Entscheidungsstichwort (Thema)
Vorübergehende Übertragung eines Grundstücks zur Kiesausbeute
Leitsatz (NV)
1. Wird das Eigentum an einem Grundstück nur vorübergehend und zu Bedingungen übertragen, die dem Erwerber wirtschaftlich gesehen eher die Stellung eines Pächters oder Nießbrauchsberechtigten geben, so wird dadurch der Tatbestand des § 1 Abs. 1 Nr. 1 GrEStG nicht ausgeschlossen.

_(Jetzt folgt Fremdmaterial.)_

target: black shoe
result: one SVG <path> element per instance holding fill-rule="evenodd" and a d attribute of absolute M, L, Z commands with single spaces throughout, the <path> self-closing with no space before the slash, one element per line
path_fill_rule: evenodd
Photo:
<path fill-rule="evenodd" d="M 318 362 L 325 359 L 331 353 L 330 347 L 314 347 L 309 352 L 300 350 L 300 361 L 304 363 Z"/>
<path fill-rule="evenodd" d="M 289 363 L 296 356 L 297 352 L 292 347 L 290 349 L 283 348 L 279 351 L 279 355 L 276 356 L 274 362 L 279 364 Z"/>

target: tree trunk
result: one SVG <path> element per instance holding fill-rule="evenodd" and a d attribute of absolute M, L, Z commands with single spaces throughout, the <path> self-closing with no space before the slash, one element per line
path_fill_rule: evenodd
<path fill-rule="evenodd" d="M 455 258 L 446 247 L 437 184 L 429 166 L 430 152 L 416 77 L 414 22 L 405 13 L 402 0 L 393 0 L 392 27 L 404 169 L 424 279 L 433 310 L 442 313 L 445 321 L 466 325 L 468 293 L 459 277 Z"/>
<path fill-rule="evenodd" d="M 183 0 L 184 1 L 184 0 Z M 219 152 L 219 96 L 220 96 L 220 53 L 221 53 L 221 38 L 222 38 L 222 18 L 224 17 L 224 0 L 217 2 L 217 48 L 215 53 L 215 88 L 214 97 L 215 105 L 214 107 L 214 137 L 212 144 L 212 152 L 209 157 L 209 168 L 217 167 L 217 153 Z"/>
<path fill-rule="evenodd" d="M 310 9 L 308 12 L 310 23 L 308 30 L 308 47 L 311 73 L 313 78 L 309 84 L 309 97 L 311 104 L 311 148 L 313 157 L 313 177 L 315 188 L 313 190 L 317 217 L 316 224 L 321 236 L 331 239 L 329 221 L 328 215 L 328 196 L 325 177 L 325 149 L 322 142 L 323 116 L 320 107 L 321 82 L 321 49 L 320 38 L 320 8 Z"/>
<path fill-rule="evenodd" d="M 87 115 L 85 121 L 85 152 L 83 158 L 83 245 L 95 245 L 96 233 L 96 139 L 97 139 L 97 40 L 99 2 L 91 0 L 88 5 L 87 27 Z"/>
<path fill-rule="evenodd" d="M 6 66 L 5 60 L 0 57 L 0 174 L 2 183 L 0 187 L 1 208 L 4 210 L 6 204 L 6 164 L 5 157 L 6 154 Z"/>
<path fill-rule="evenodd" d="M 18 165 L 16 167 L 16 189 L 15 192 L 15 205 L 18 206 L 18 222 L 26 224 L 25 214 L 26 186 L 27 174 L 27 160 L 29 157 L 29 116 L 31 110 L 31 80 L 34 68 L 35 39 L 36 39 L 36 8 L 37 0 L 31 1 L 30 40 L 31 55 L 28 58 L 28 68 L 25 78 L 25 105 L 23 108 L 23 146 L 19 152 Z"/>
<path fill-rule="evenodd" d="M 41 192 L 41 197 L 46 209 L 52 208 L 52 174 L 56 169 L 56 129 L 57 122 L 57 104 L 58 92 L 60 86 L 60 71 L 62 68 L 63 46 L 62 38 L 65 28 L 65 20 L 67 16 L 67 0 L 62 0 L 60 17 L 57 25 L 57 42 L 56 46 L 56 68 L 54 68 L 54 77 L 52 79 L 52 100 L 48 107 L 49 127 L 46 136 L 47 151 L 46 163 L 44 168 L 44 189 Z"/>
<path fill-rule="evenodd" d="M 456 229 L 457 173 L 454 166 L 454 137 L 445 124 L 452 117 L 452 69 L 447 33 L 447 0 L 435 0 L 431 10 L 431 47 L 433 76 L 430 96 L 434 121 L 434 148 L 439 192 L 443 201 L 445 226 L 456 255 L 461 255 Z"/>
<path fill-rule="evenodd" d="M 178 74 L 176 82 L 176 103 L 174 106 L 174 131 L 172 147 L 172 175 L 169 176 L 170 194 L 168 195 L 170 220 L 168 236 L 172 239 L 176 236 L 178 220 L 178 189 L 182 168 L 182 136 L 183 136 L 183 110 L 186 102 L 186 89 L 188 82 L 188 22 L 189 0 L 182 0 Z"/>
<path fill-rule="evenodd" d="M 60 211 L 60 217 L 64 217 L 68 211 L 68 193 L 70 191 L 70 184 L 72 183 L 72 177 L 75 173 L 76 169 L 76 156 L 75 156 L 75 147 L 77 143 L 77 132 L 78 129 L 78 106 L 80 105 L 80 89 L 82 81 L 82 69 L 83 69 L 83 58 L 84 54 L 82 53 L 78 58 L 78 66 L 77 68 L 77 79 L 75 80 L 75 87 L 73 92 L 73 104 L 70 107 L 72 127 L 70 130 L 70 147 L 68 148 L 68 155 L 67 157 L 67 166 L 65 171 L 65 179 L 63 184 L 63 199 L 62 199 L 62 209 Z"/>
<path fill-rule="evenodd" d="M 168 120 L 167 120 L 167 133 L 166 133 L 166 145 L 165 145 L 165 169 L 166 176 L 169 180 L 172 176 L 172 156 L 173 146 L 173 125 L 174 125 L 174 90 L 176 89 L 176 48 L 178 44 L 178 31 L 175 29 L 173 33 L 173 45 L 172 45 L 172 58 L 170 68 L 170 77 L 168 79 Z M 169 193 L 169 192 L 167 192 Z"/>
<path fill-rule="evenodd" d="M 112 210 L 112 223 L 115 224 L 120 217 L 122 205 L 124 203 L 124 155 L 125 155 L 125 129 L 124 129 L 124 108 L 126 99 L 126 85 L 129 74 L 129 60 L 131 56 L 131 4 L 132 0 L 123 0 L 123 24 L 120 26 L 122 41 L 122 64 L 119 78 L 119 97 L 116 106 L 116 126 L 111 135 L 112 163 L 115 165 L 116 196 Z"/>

2. § 1 Abs. 1 GrEStG begnügt sich mit der zivilrechtlichen Übertragung des Eigentums am Grundstück bzw. mit der Begründung des Anspruchs darauf (Rechtsträgerwechsel). Nicht erforderlich ist, daß die mit dem Eigentum regelmäßig verbundenen Befugnisse mit übertragen werden.
Normenkette
GrEStG 1983 § 1 Abs. 1 Nr. 1
Tatbestand
Die Klägerin schloß am . . . mit dem Land A einen notariell beurkundeten Vertrag. Durch diesen verpflichtete sich das Land, aus einem ihm gehörenden Flurstück an die Klägerin zur Kiesausbeute in vier zeitlich aufeinanderfolgenden Abschnitten (noch zu bildende) Grundstücke zu veräußern. Die Klägerin verpflichtete sich zum Abschluß solcher Verträge mit der Maßgabe, die gekauften Flächen weder zu belasten noch an Dritte zu veräußern. Außerdem verpflichtete sie sich, die jeweils ausgebeuteten Teilflächen unentgeltlich und lastenfrei auf das Land zurückzuübertragen. Das Land sollte berechtigt sein, spätestens vier Jahre nach dem jeweiligen Erwerb die Rückauflassung unabhängig vom Zustand der jeweiligen Teilfläche zu verlangen. Zur Sicherung dieses Anspruchs sollten jeweils Rückauflassungsvormerkungen eingetragen werden. Im Vollzug dieses Vertrages schlossen die Beteiligten im Jahr 1984 einen weiteren notariell beurkundeten Vertrag. In diesem verpflichtete sich das Land, eine noch zu vermessende Teilfläche von ca. 2,45 ha auf die Klägerin zu übertragen. Der Kaufpreis betrug . . . DM. Es wurde darauf hingewiesen, daß die Klägerin nach vier Jahren zur Rückauflassung dieser Teilfläche verpflichtet sei. Die Eintragung einer entsprechenden Rückauflassungsvormerkung wurde bewilligt und beantragt.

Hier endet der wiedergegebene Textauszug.